"¡Despierta, que ya son las 8 y 20!". Miré el reloj. Las 08:03. Mi madre
exagerando la hora, como siempre. Me levanté de mala gana, no había
dormido nada esa noche. La última vez que miré el reloj antes de
quedarme dormida, fue a las 5:35. Estuve toda la noche pensando en el
encuentro con Aram del día siguiente. Me vestí. Vaqueros, camiseta y
botas marrones. Total, para ir a clase... Hacía frío, para variar. Me
bebí un vaso de leche rápidamente, me lavé la cara y me peiné. Me puse
la cazadora, cogí la mochila, y salimos de casa. El instituto está
lejos, así que me llevan en coche todos los días.
La mañana pasó despacio. No presté atención en ninguna clase. Tenía
mucho sueño y demasiadas cosas en las que pensar. En el recreo, estaban
planeando qué íbamos a hacer por la noche. Yo no dije nada, porque no
sabía a qué hora iba a quedar con Aram, y tampoco quería contárselo a
todas. Cuando sonó el timbre avisando de que el recreo se terminaba,
cogí a Elisa y la llevé al baño para hablar. Al final, quedamos en que
cuando no quisiera estar más con Aram, la llamaría para saber dónde
estaban e ir con ellas. A las demás, las diríamos que tenía que ir a
comprar unas cosas, y que cuando acabase, saldría con ellas. No quería
mentirles, pero tampoco quería que se enterasen de la verdad.
cuando llegué a casa a las 3, revisé mis novedades en Tuenti. Elsa me
dijo que por la mañana me mandaría un privado diciéndome a la hora que
habíamos quedad y dónde. Efectivamente, me había mandado un mensaje.

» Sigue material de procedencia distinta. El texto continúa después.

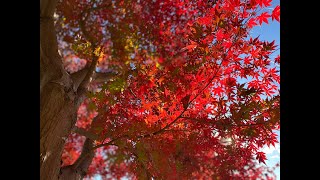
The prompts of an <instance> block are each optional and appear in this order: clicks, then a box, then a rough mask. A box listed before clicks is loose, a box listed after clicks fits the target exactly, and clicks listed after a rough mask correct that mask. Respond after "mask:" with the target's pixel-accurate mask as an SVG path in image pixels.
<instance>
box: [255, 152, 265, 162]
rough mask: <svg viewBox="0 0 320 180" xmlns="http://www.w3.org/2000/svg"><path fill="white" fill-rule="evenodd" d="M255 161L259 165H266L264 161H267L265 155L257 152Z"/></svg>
mask: <svg viewBox="0 0 320 180" xmlns="http://www.w3.org/2000/svg"><path fill="white" fill-rule="evenodd" d="M256 159H257V160H258V161H259V163H261V162H262V163H264V164H265V165H267V164H266V162H265V160H267V157H266V154H265V153H264V152H257V157H256Z"/></svg>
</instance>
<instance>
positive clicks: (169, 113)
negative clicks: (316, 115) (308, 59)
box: [40, 0, 280, 180]
mask: <svg viewBox="0 0 320 180" xmlns="http://www.w3.org/2000/svg"><path fill="white" fill-rule="evenodd" d="M40 5H41V7H40V32H41V34H40V36H41V37H40V66H41V69H40V96H41V102H40V120H41V122H40V176H41V179H45V180H47V179H82V178H84V177H85V178H89V177H92V176H94V175H95V174H100V175H102V177H103V179H112V178H116V179H120V178H121V177H127V178H129V179H152V178H153V179H208V178H209V179H257V178H262V179H273V178H274V174H273V172H272V170H270V169H268V168H267V167H265V166H263V165H262V164H259V163H265V160H266V156H265V154H264V153H263V152H261V151H260V149H261V148H262V147H263V146H264V145H268V146H270V145H273V146H274V145H275V143H277V137H276V134H275V133H274V131H273V130H280V123H279V122H280V118H279V104H280V95H279V83H280V76H279V71H278V69H277V68H276V66H278V65H279V63H280V56H277V57H276V58H271V55H272V53H274V52H275V50H276V48H277V45H276V44H275V41H272V42H267V41H262V40H260V39H259V37H251V35H250V34H249V32H250V30H251V29H252V28H254V27H255V26H257V25H261V24H264V23H265V24H268V23H269V21H270V20H273V21H279V22H280V8H279V7H280V6H276V7H275V8H274V9H273V10H272V11H269V10H268V9H267V7H270V6H271V0H203V1H202V0H198V1H189V0H164V1H159V0H146V1H140V0H136V1H133V0H130V1H129V0H128V1H124V0H120V1H109V0H95V1H85V0H62V1H60V2H58V1H56V0H42V1H40ZM239 79H245V81H239ZM267 172H268V173H267Z"/></svg>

Decía que la pasara a buscara las 6 a la salida de su academia de
inglés. Allí me explicaría en qué había quedado con ellos. ¡Que nervios!
comí rápido y fui a mi habitación para cambiarme de ropa. No sabía que
ponerme para la ocasión. No quería ir muy bien vestida, pero tampoco
poco arreglada... Cuando por fin me decidí y me cambié de ropa, ya eran
las 4 menos 10. A las 4, como todos los viernes, tenía clase de pintura.
Fui a avisar a mi padre de que ya estaba lista, y montamos en el coche.
Había empezado a llover.
La clase se me hizo eterna. A parte de estar pensando en las 6 de la
tarde, Rebeca no había ido a clase, así que no tenía nadie con quién
hablar hasta entonces. Cuando por fin llegaron las 6, me despedí de
todos, y monté en el coche, camino a la academia de inglés de Elsa.
Seguía lloviendo, y ahora más que antes. ¿Por qué tenía que llover justo
ese día? En fin.
Antes de que mi padre parase, vi a Elsa esperándome bajo un paraguas.
Menos mal que ella llevaba uno. Me despedí de mi padre, y bajé corriendo
del coche hasta resguardarme debajo de su paraguas. Dos besos. Nervios.
Las dos sabíamos que iba a ser una tarde difícil. Llevaba unos
pantalones cortos negros y una camiseta blanca. Estaba muy guapa, pero
muerta de frío; así que decidimos ir a su casa, para que se cambiase de
ropa. Hasta la 7 no había quedado con Aaron y Aram, por lo que teníamos
tiempo de sobra.
Mientras íbamos camino a su casa, me contó en qué había quedado con ellos y me puso al día. La tarde acababa de empezar.